What I mean by that is that DSM-III represents this revisionist attempt, and also ends up being, I would say, a revolutionary attempt, to recenter diagnosis in the practice of US psychiatry, to actually put diagnosis at the heart of what psychiatrists do, and to do so in a way premised on clear, discreet diagnostic criteria presumed to respond to the reality out there in nature.
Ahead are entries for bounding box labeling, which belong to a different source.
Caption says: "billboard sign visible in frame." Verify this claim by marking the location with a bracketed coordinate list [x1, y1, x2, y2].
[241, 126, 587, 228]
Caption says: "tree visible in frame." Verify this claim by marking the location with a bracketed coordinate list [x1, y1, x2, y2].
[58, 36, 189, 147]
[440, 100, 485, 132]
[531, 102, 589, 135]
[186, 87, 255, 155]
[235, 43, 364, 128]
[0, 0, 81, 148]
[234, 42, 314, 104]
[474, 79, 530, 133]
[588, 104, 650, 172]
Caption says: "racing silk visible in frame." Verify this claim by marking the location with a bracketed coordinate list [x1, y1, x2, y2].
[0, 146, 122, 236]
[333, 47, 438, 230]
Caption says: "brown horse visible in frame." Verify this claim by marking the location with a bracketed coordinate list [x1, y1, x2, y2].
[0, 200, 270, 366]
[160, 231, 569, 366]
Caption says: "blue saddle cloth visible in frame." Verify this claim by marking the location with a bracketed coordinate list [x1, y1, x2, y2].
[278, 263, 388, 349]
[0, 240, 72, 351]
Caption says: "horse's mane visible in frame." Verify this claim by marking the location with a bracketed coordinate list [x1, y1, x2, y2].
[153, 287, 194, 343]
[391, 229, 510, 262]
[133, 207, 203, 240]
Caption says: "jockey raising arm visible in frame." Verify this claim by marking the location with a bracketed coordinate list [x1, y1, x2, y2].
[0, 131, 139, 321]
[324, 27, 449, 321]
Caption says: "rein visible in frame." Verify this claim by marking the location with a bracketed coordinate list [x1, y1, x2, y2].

Now, almost every person who has spearheaded a process of DSM reform in the post-DSM-III era has come to repudiate the document that they or others have created as not matching reality closely enough. Yet, what’s so interesting, I think, and striking about our moment in particular, is how naturalized these DSM categories have become, how many of us in the United States and beyond — of course the DSM is the document in the United States; the ICD [International Classification of Diseases] prevails on the international level — become linked not only to psycho-pharmaceutical treatments, of course, beginning in the 1990s, but also to ways of understanding self, that we have come to bear these diagnostic categories that many of us understand, and certainly the psychiatrists who wield them understand, to be necessary fictions or complicated nonfictions or lying somewhere in between as a way to mark and understand our place in the world and the way in which we experience the world.